In my life I've learned :
No matter how much the things you hear at night sound like baby chickens trying to escape from a shell.. the eggs in the refridgerator are NOT hatching. And they will not hatch, no matter how much you take care of them.
ET does not live under your bed. He does not follow you down the hall, only to jump into a room when you look over your shoulder. You did not see him walk through your door, across your room, and into your closet. ET does not want to kill you.
"Theoretically" is not pronounced "Theory-etically" even though that makes more sense.
There are no secret cameras behind the mirrors in your house.
Just because you hear an airplane flying over head is no reason to think that it is about to crash into the building your in. Nor does it mean that it is from some foreign country and is about to drop a bomb on your house.
Sometimes a black helicopter is just a black helicopter.
You will never catch up with a UFO, even if you drive after it for two hours. You will never admit that it kinda looked like an airplane.
A shooting star does not mean the sky is falling.
When you replace the sugar for your mother's morning coffee with garlic salt, she will not see the humor.
If you (or someone you're with) is going to steal someone's mailbox, try taking one that isn't nailed to a heavy wooden post that you'll have to pull up from the ground.

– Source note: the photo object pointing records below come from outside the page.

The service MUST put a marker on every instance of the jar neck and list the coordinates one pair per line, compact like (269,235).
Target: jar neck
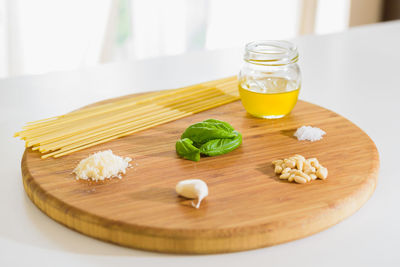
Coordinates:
(271,53)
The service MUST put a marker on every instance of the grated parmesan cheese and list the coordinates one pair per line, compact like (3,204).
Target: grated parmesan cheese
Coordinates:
(102,165)
(309,133)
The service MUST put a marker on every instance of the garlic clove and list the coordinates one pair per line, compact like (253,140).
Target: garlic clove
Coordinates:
(192,188)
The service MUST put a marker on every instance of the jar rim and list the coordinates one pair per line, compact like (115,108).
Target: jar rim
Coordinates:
(270,52)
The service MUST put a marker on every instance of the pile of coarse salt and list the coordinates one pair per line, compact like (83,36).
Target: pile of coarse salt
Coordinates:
(102,165)
(309,133)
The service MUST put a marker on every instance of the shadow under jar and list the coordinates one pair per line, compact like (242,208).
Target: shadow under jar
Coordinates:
(270,79)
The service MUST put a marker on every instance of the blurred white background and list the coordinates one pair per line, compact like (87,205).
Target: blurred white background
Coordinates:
(50,35)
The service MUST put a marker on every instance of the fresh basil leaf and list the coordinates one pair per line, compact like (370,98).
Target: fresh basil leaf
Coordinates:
(221,124)
(184,148)
(221,146)
(202,132)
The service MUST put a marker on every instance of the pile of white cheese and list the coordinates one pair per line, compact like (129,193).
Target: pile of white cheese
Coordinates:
(102,165)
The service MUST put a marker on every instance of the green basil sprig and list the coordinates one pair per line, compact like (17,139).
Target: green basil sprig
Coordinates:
(210,137)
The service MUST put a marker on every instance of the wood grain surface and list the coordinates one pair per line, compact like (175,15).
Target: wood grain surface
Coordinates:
(248,206)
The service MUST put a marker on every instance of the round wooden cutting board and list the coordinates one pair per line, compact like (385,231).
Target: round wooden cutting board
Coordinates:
(248,206)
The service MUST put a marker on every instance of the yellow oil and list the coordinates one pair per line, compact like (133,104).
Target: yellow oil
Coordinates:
(275,100)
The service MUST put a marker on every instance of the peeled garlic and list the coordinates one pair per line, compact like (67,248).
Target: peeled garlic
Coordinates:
(192,188)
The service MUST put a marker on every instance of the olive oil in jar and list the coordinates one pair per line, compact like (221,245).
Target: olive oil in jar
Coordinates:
(269,98)
(270,79)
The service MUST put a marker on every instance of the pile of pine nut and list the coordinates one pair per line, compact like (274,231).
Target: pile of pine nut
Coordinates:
(300,169)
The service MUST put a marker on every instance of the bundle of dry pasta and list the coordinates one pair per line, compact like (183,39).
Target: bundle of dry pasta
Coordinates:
(65,134)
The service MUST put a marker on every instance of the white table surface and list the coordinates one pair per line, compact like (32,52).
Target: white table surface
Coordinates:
(355,74)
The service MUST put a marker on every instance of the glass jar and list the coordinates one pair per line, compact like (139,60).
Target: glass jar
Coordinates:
(270,79)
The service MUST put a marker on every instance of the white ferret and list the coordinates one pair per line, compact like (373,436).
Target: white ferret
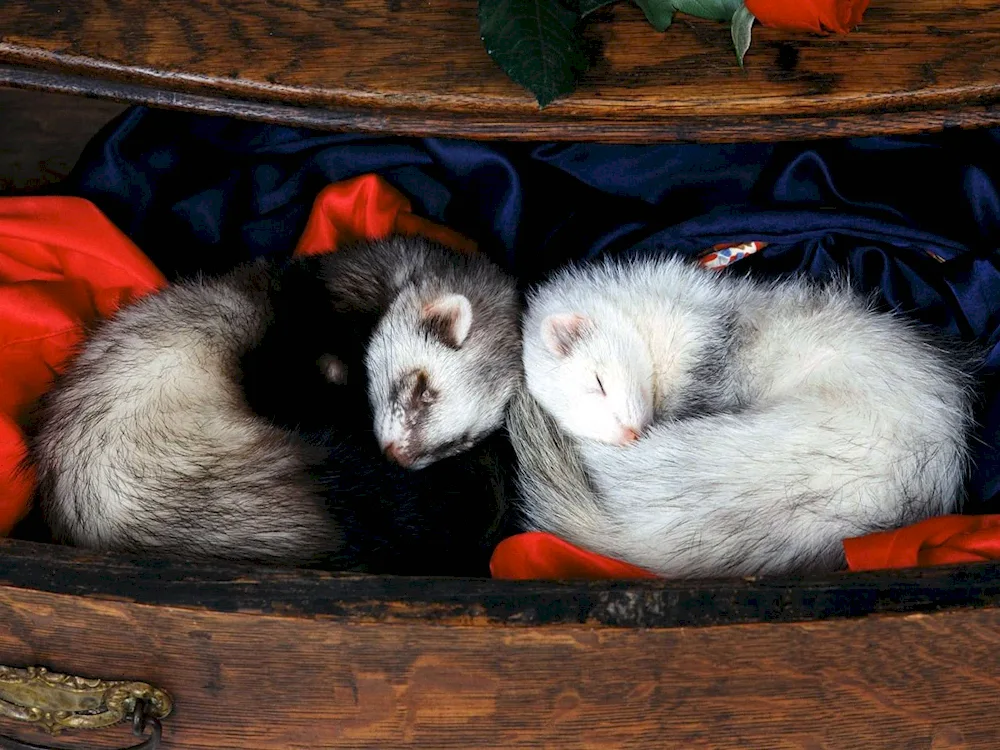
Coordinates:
(695,423)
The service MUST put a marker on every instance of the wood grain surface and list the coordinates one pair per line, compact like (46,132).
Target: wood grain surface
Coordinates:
(418,67)
(242,681)
(459,602)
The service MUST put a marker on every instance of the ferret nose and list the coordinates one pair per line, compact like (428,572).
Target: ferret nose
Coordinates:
(629,435)
(397,455)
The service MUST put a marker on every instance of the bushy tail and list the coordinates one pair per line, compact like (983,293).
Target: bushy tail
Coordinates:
(771,490)
(551,476)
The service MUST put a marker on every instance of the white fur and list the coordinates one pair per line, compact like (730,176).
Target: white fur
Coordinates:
(828,421)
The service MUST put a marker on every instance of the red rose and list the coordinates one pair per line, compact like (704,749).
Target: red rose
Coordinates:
(809,15)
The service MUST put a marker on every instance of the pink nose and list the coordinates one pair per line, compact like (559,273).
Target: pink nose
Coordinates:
(397,455)
(629,435)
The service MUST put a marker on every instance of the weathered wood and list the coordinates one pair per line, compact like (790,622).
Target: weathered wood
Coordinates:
(456,601)
(419,68)
(245,682)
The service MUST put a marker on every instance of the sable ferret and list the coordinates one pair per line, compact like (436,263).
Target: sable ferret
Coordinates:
(699,424)
(244,417)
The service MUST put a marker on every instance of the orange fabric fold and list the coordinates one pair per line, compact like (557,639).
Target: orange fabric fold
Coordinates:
(368,207)
(538,554)
(936,541)
(62,265)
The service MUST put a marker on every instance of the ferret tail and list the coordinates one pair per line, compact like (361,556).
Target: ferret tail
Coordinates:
(551,478)
(768,491)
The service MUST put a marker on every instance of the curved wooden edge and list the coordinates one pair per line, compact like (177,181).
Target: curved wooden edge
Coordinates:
(912,66)
(315,594)
(262,682)
(616,130)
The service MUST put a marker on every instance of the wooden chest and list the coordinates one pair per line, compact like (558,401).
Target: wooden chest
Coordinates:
(276,659)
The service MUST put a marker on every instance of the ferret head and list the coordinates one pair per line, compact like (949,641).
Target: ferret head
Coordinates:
(439,377)
(595,377)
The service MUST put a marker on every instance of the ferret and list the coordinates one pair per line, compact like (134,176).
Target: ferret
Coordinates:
(246,417)
(698,424)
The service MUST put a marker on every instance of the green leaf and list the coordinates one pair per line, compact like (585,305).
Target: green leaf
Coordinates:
(660,13)
(586,7)
(716,10)
(535,42)
(742,27)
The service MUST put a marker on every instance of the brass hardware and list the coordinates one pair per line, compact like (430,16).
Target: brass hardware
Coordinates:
(56,701)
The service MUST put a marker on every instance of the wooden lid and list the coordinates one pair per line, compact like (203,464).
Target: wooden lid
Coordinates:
(418,67)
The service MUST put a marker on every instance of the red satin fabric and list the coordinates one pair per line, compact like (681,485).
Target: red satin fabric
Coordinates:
(936,541)
(367,207)
(63,265)
(819,16)
(537,554)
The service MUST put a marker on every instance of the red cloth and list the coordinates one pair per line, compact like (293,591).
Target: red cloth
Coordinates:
(63,264)
(537,554)
(367,207)
(936,541)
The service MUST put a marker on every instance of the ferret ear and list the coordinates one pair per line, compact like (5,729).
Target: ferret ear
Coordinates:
(333,368)
(562,331)
(449,318)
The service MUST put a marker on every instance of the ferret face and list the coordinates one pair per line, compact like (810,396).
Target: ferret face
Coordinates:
(435,393)
(596,381)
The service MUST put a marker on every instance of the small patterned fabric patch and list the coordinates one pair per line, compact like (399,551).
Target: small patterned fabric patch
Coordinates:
(721,256)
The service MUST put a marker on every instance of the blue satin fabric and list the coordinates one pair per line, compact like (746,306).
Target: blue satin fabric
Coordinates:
(916,218)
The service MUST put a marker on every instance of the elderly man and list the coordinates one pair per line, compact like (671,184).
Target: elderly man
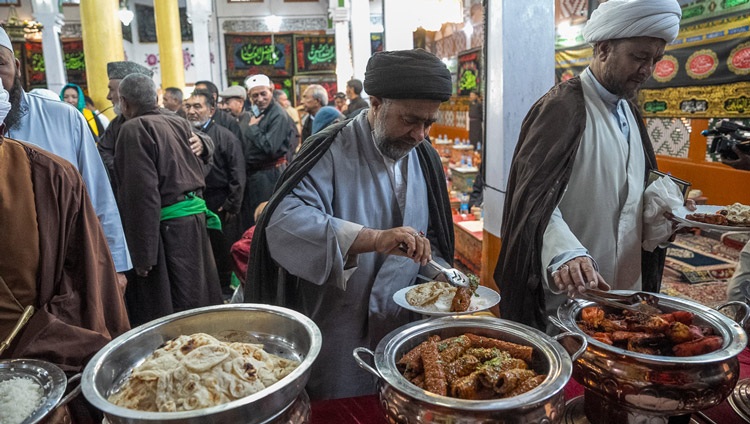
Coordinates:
(266,140)
(116,71)
(56,127)
(574,204)
(225,182)
(164,215)
(53,257)
(313,98)
(355,192)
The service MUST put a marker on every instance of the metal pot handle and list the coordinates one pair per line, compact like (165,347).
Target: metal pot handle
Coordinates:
(743,306)
(584,344)
(73,393)
(364,364)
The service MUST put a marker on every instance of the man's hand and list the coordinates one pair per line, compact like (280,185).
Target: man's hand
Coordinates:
(577,275)
(142,272)
(196,145)
(401,241)
(743,163)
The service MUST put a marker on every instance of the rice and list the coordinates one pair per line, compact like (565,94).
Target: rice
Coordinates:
(19,398)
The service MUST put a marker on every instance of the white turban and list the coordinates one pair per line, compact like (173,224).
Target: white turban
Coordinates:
(634,18)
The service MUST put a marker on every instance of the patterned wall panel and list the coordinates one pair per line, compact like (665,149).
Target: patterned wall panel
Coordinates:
(670,136)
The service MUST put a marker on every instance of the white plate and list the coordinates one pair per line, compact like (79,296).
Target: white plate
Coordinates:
(484,298)
(681,212)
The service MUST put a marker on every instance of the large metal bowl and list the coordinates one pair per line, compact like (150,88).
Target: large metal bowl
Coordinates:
(283,332)
(621,386)
(403,402)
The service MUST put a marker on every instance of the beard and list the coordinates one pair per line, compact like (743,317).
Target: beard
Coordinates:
(13,119)
(392,148)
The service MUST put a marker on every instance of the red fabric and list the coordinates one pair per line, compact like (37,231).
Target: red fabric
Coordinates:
(366,409)
(241,252)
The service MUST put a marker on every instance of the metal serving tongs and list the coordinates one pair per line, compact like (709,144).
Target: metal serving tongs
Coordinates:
(639,302)
(454,276)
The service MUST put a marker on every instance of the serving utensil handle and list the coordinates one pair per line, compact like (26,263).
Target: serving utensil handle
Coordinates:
(364,365)
(25,316)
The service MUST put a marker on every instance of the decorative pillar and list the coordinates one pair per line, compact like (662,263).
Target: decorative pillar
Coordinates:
(515,28)
(200,14)
(361,47)
(102,43)
(169,36)
(339,13)
(398,26)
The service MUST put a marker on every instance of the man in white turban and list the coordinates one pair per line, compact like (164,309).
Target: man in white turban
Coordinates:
(574,203)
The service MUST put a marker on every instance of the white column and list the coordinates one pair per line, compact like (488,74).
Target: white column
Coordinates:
(200,14)
(54,66)
(515,80)
(339,13)
(361,28)
(399,26)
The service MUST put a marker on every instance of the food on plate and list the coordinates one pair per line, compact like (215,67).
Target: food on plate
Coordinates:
(198,371)
(470,367)
(439,296)
(669,334)
(736,214)
(19,398)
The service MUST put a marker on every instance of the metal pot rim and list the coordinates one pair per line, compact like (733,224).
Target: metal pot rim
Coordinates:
(100,402)
(560,364)
(734,336)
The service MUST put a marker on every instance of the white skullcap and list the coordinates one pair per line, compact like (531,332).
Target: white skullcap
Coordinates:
(259,80)
(5,40)
(634,18)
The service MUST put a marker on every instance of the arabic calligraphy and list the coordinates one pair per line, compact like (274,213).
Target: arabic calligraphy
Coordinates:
(251,54)
(74,61)
(322,53)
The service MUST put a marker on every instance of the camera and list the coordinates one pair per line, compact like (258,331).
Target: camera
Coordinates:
(727,136)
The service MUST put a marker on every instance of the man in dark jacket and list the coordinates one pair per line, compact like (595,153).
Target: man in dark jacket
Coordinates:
(266,140)
(225,182)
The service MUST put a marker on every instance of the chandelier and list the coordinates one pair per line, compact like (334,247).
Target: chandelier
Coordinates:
(19,29)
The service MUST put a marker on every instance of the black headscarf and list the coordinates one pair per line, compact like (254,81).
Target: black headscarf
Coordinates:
(408,74)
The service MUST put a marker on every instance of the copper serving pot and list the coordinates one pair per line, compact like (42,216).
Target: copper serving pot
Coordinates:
(403,403)
(628,387)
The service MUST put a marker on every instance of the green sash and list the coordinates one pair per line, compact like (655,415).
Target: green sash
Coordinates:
(192,205)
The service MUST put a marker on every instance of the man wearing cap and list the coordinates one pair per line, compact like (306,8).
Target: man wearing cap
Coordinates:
(327,244)
(266,140)
(574,202)
(202,146)
(234,98)
(164,214)
(58,128)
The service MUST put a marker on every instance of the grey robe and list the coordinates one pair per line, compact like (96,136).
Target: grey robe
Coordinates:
(350,299)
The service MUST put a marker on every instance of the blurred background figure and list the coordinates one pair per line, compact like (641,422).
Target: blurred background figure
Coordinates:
(101,117)
(172,100)
(339,101)
(73,95)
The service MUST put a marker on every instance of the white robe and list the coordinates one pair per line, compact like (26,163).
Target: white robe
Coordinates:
(602,207)
(350,299)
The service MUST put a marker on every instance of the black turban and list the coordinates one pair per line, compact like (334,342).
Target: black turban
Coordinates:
(408,74)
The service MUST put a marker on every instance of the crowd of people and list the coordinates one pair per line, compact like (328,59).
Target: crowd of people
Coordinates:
(114,225)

It's hard to make a smooth getaway carrying that.
When you get caught stealing said hypothetical mailbox, don't even attempt to play innocent.
Try to pick friends who would tell you ahead of time that the owner of said hypothetical mailbox just caught them urinating on his lawn two hours before.
When the man calls the police, your mother will not see the humor.
Smearing fingerpaint on a bathrobe and painting oddly titled pictures while wearing a ski mask, does not make you an artist.
If your mother makes you a Sylvester the Cat costume, you are not supposed to wear it to the grocery store.
When your drunkard uncle is babysitting, and takes you to the liquor store with him, your best sunday dress and shoes are not the proper attire.
Do not use all of your mother's fingernail polish remover to dissolve styrofoam peanuts in your bedroom.
While movies might act like it's a good idea, don't write messages in lipstick on your mirrors.
If you are drunk and surrounded by racist rednecks who have also been drinking, avoid screaming "I am black!" at the top of your lungs.
If you spill beer on your shoes, it is not necessary to change pants and shirts.